The president will highlight both increased vaccinations and a decrease in cases and hospitalizations, a White House official said, speaking on condition of anonymity ahead of the speech. He will also speak about efforts to keep schools open by making younger children eligible for vaccines and through plans to expand access to testing, the person said. 

U.S. cases and hospitalizations are falling after a summer surge driven by the delta variant, but experts fear a new wave driven by the holiday season beginning next month, particularly across colder parts of the country. And Biden has sparred with Republican governors who’ve blocked mandates for vaccines or masks in some states. 

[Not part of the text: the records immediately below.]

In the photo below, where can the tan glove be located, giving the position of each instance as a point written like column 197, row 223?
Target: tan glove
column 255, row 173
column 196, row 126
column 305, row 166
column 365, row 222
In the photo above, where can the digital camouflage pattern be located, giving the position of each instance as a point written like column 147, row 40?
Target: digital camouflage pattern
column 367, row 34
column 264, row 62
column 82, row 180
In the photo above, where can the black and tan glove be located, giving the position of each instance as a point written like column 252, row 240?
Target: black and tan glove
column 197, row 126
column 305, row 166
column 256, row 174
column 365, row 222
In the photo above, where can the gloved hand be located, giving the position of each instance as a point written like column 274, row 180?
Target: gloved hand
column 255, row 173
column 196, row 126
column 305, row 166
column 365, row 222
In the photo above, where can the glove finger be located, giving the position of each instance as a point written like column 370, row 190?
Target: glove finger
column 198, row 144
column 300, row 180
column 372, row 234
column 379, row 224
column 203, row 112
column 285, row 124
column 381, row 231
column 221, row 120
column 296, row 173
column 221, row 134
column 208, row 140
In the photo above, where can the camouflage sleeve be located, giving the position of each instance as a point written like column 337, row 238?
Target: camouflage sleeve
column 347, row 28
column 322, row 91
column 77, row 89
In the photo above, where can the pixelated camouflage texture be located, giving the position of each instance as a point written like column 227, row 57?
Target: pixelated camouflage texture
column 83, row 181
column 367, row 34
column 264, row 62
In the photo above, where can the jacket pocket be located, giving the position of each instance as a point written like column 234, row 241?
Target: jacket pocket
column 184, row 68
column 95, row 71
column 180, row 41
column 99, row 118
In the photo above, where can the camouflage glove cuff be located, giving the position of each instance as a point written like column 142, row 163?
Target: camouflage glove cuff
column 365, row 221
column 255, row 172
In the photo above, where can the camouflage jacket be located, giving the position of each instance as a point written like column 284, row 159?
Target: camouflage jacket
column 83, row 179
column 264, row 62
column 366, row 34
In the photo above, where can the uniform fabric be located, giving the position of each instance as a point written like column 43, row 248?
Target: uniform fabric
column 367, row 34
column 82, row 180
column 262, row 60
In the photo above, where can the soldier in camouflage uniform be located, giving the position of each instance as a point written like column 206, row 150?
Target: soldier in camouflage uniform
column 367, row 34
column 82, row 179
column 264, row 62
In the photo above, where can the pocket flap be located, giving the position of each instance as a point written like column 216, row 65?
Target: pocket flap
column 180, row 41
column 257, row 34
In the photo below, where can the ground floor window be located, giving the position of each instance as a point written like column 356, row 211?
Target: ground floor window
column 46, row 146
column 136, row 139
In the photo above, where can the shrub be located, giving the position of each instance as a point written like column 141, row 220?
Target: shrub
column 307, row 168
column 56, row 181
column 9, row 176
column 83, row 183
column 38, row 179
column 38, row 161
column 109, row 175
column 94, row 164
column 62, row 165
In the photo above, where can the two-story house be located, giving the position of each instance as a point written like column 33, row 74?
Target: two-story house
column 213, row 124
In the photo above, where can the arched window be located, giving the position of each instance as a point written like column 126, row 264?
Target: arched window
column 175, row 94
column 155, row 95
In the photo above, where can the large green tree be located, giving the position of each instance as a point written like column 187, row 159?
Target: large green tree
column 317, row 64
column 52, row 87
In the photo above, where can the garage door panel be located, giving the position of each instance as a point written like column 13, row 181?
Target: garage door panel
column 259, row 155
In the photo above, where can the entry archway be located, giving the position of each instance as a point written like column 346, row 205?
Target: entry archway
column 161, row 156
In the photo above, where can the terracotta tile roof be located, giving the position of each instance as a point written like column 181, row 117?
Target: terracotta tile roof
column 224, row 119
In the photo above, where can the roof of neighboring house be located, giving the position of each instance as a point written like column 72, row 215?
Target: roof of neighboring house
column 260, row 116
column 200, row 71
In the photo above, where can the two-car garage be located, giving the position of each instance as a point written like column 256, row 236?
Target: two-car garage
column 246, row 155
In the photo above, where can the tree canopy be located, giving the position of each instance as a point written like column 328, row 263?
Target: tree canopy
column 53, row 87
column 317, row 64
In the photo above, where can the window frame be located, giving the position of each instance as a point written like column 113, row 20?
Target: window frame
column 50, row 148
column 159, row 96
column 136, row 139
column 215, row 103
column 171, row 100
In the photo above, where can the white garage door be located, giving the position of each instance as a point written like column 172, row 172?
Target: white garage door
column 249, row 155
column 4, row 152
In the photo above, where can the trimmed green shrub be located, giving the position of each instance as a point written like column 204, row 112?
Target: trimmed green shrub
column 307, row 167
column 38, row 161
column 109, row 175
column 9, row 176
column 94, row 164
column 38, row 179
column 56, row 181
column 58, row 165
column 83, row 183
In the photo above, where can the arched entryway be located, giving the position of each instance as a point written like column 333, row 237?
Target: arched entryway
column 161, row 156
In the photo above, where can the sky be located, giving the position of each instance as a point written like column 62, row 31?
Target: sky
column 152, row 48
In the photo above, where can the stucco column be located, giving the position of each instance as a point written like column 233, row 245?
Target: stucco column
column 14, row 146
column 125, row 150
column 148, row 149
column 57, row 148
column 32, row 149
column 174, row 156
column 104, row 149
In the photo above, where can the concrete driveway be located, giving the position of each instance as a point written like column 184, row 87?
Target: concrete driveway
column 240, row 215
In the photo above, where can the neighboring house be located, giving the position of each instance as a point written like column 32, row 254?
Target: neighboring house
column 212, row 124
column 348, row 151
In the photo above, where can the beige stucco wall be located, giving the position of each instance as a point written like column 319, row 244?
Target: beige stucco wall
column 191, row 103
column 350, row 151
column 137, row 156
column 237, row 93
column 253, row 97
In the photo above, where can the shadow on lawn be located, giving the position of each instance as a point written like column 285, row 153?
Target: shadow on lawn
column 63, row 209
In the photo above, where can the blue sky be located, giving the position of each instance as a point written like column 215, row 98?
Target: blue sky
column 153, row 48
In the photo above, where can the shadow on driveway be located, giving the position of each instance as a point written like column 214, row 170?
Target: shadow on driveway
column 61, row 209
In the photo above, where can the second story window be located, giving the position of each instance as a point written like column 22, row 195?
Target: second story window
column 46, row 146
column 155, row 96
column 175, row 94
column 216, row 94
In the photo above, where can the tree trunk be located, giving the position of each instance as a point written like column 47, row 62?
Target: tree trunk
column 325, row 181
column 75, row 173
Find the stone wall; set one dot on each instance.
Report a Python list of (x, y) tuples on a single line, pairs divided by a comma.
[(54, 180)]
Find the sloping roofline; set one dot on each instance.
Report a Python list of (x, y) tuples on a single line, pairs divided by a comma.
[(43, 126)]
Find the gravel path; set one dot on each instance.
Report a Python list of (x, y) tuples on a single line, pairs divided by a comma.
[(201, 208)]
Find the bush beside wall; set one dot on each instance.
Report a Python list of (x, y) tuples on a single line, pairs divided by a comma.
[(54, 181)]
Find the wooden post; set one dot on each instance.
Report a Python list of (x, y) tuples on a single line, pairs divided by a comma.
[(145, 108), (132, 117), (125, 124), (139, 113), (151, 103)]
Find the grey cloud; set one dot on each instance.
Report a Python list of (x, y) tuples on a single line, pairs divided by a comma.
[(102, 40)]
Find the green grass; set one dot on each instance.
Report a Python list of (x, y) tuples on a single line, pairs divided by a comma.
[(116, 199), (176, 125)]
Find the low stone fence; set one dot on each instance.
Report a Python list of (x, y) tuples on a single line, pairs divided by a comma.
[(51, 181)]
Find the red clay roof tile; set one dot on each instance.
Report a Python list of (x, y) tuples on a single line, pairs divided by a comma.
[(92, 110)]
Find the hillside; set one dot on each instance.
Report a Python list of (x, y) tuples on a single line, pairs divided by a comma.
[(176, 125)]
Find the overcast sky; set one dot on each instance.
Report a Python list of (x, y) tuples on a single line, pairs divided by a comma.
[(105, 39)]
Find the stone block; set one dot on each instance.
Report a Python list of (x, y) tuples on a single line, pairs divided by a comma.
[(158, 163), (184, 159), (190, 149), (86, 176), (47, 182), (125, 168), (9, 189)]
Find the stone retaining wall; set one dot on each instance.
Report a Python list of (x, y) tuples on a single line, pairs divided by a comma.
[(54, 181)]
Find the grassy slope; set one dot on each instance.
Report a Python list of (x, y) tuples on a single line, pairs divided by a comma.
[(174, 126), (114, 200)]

Meanwhile, there are mixed signals in the U.S. vaccination campaign. The Biden administration says its push to impose employer vaccine mandates has driven a surge of shots in recent weeks, though the pace of new inoculations, excluding boosters, has slowed substantially since they were first available. About 440,000 people got a first or second shot on Wednesday, down from a pace of millions per day in the spring at the height of the effort. Including booster shots, the U.S. is administering about 800,000 doses a day.

A Food and Drug Administration advisory panel is poised to hold hearings Thursday and Friday on booster shots, as well as whether doses can be mixed and matched. The panel will hold another hearing  Oct. 26 about opening vaccines up for kids age 5 to 11. 

All those hearings are followed by three steps -- FDA review, then a meeting of the Centers For Disease Control and Prevention’s Advisory Committee on Immunization Practices, or ACIP, followed by a final CDC ruling. ACIP hearings have been set for next week, which could clear booster shots, and the week of Nov. 1, which could open the door to kids’ shots.

Mixing Covid vaccines produces as much or more antibodies as using the same shot as a booster, according to preliminary results made public this week from a U.S. government-sponsored trial. But U.S. regulators didn’t make a recommendation on whether recipients of the Johnson & Johnson Inc. Covid-19 vaccine should receive a booster, or which.

“We have the vaccine supply, and we will be ready to hit the ground running as soon as any additional boosters are authorized,” Biden’s Covid-19 response coordinator, Jeff Zients, said Wednesday.

Biden is imposing a vaccine mandate on federal workers and federal contractors -- a more stringent policy than its predecessor, which offered an alternative where employees could be tested regularly. The administration is also preparing a rule that would require all companies with 100 or more employees to require vaccination or perform weekly testing.

“Every day, there’s stronger evidence that vaccination requirements are working,” Zients said.

About 77% of eligible people, and 79% of eligible adults, have received at least one shot, according to CDC data. About 66% of eligible people are fully vaccinated, while nearly 5% of that group has received a booster.